Infusion of medication is the cornerstone of home pain management. Catheters
placed either beneath the skin or within a body cavity are used to constantly infuse
analgesic drugs. Infection is a major concern, but intraspinal infusion, a common
approach, carries a relatively low risk of infection. A leaking or broken catheter and
bleeding are the other major complications. Good clinical results are reported in
patients given combinations of drugs by infusion for prolonged periods at home.
Hopefully the future will bring to home pain management smaller, more efficient,
and safer delivery systems, easier means of monitoring patients and analgesic drugs
that are safer and cause fewer side-effects. It should not be long before the patient's
condition can be automatically monitored and transmitted by radiofrequency
communication (Leak, 1992).
P 177.120 PATIENT EDUCATION
Today's patients being treated for chronic pain must understand the needed
procedures, what to expect from them both positively and in terms of side-effects
and what they can do to optimize their status at any given time. In the area of
chronic pain, even more than with other conditions, it is vital that the patient be a
knowledgeable and active part of the treatment team. Patients should be encouraged
to ask questions, not only of their physicians but of all practitioners, such as nurses
and physical therapists, who contribute to their care.

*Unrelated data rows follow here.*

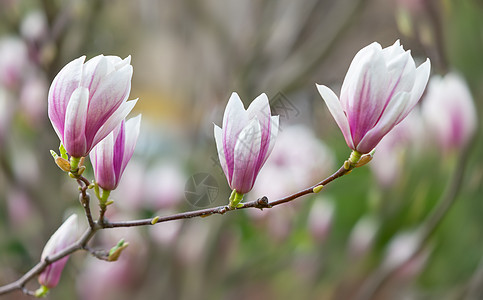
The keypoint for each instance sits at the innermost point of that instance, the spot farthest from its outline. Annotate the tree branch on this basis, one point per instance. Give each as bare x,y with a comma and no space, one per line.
81,244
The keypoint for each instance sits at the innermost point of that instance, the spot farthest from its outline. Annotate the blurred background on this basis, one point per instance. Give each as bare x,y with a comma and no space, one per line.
407,226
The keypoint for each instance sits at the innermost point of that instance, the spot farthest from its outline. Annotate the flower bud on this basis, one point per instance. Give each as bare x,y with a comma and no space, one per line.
13,61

A biomechanical explanation of what has gone wrong and how it may be approached
therapeutically is often a good starting point. A patient with chronic low back pain,
for instance, will learn the importance of proper posture, how to perform various
activities with the least stress on the lower spine and how to maintain strength
elsewhere in the body. The result will be a patient who enjoys physical activities
more confidently and with less fear of reinjury or worsening pain (Yeh, et al., 1992).